As for me, the behaviour you present could indicate that the FirstOrDefault was 'propagated' by the EF translator upwards one layer of inner queries too much, as if to the Articles.GroupBy() (are you sure you have not misplaced parens adter the OrderBy? :) ) - and that would be a bug.
But -
As the difference must be somewhere in the meaning and/or order of execution, let's see what EF can guess about the meaning of your query. How the Author entity gets its Articles? How the EF knows which Article it is to bind to your author? Of course, the nav property. But how it happens that only some of articles are preloaded? Seems simple - the query returns some results with come columns, columns describe whole Author and Whole Articles, so lets map them to authors and articles and lets match them each other vis nav keys. OK. But add the complex filtering to that..?
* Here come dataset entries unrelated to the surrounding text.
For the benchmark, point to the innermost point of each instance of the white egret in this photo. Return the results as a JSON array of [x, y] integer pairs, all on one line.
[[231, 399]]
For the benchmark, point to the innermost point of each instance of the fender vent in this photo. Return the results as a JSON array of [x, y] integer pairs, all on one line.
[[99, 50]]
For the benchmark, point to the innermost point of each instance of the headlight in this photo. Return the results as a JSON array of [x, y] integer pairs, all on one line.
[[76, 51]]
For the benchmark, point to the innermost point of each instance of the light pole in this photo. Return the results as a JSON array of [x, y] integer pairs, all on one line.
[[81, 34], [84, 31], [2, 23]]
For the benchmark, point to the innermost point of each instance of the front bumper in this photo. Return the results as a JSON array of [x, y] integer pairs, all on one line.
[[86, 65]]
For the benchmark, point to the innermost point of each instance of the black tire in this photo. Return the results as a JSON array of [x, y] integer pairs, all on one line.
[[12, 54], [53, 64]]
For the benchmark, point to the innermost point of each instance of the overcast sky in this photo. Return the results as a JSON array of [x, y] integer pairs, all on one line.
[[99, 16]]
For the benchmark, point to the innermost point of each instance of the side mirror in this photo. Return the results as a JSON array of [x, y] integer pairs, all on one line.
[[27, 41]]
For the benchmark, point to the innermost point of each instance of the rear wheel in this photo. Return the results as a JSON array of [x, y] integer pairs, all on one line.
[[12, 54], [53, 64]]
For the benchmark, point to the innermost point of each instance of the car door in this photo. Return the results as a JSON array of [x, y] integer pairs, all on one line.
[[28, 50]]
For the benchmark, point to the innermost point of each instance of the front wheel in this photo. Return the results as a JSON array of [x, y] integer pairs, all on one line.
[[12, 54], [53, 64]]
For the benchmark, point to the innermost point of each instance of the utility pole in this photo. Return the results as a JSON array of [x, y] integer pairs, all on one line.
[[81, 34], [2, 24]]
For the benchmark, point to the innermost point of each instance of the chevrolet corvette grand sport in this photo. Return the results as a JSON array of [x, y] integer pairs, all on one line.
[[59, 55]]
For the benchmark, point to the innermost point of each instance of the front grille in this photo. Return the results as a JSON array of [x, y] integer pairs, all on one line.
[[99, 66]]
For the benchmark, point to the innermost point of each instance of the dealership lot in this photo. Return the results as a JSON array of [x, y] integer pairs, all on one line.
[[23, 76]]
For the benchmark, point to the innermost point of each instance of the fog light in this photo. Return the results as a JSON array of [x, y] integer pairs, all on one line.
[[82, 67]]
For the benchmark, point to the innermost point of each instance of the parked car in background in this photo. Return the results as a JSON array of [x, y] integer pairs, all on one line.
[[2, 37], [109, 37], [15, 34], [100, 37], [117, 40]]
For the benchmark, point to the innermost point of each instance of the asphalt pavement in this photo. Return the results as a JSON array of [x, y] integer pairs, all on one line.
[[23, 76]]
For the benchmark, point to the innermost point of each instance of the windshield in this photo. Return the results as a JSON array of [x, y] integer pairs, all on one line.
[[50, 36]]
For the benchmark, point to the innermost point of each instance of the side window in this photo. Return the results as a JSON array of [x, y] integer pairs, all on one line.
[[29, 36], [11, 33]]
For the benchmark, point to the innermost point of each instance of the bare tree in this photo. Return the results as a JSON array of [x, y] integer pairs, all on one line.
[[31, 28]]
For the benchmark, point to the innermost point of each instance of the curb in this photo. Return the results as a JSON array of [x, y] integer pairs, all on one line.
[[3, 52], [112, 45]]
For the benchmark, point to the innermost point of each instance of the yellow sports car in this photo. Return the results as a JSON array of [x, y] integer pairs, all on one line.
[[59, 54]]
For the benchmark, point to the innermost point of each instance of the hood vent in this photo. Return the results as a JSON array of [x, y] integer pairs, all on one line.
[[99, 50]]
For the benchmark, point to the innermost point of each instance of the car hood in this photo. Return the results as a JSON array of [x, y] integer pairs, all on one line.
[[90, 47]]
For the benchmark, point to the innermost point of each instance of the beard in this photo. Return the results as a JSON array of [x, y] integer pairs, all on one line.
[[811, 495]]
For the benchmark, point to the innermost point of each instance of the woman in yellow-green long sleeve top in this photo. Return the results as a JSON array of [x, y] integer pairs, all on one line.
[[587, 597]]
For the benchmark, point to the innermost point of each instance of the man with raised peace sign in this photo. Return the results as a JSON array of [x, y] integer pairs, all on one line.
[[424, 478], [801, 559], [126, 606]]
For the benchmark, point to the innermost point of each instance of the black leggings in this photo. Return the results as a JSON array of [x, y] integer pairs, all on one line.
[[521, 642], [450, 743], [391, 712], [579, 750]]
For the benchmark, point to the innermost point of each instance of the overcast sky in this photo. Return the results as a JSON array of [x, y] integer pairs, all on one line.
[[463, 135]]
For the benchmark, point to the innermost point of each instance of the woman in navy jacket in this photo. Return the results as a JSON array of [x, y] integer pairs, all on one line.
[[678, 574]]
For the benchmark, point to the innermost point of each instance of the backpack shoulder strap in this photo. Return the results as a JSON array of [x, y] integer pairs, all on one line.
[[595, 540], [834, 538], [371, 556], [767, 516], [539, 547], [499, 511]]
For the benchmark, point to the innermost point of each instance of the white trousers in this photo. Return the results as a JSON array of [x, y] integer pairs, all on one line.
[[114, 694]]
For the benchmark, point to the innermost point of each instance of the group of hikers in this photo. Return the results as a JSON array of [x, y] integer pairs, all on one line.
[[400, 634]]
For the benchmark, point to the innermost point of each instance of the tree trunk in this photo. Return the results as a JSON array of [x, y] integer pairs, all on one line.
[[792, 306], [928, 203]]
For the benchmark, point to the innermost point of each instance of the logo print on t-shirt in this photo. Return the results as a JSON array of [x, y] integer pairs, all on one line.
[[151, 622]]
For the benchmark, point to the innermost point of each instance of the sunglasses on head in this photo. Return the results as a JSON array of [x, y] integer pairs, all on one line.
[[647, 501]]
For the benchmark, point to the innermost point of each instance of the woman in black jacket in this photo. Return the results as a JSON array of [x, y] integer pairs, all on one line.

With simple filter like by-date, it is a single subquery for all articles, rows are truncated by date, and all rows are consumed. But how about writing a complex query that would use several intermediate orderings and a produce several subsets of articles? Which subset should be bound to the resulting Author? Union of all of them? That would nullify all top level where-like clauses. First of them? Nonsense, first subqueries tend to be intermediary helpers. So, probably, when a query is seen as a set of subqueries with similar structure that all could be taken as the datasource for a partial-loading of a nav property, then most probably only the last subquery is taken as the actual result. This is all abstract thinking, but it made me notice that Take() versus FirstOrDefault and their overall Join versus LeftJoin meaning could in fact change the order of result set scanning, and, somehow, Take() was somehow optimized and done in one scan over whole result, thus visiting all author's articles at once, and the FirstOrDefault was executed as direct scan for each author * for each title-group * select top one and check count and substitue for null
that had many times produced small one-item collections of articles per each author, and thus resulted in one result - coming only from the last title-grouping visited.
This is the only explanation I can think of, except of obvious "BUG!" shout. As a LINQ-user, for me, it still is a bug. Either such optimization should not have taken place at all, or it should include the FirstOrDef too - as it is the same as Take(1).DefaultIfEmpty(). Heh, by the way - have you tried that? As I said, Take(1) is not same as FirstOrDefault due to the JOIN/LEFTJOIN meaning - but Take(1).DefaultIfEmpty() is actually semantically the same. It could be fun to see what SQL queries it produces at SQL and what results in EF layers.
I have to admit, that selection of the related-entities in partial-loading was never clear to me and I have actually not used the partial-loading for a looong time as always I stated the queries so that the results and groupings are explicitely defined (*).. Hence, I could simply have forgotten about some key aspect/rule/definition of its inner working and maybe, ie. it actually is to select every related record form the result set (not just the last-subcollection as I described now). If I had forgotten something, all what I just described would be obviously wrong.
(*) In your case, I'd make the Article.AuthorID a nav-property too (public Author Author get set), and then rewrite the query similar to be more flat/pipelined, like:
var aths = db.Articles
.GroupBy(ar => new {ar.Author, ar.Title})
.Take(10)
.Select(grp => new {grp.Key.Author, Arts = grp.OrderByDescending(ar => ar.Revision).Take(1)} )
and then fill the View with pairs of Author and Arts separately, instead of trying to partially fill the author and use author-only. Btw. I've not tested it against EF and SServer, it is just an example of 'flipping the query upside down' and 'flattening' the subqueries in case of JOINs and is unusable for LEFTJOINs, so if you'd like to view also the authors without articles, it has to start from the Authors like your original query..
I hope these loose thoughts will help a bit in finding 'why'..
The FirstOrDefault()
method is instant while the other one (Take(int)
) is deferred until execution.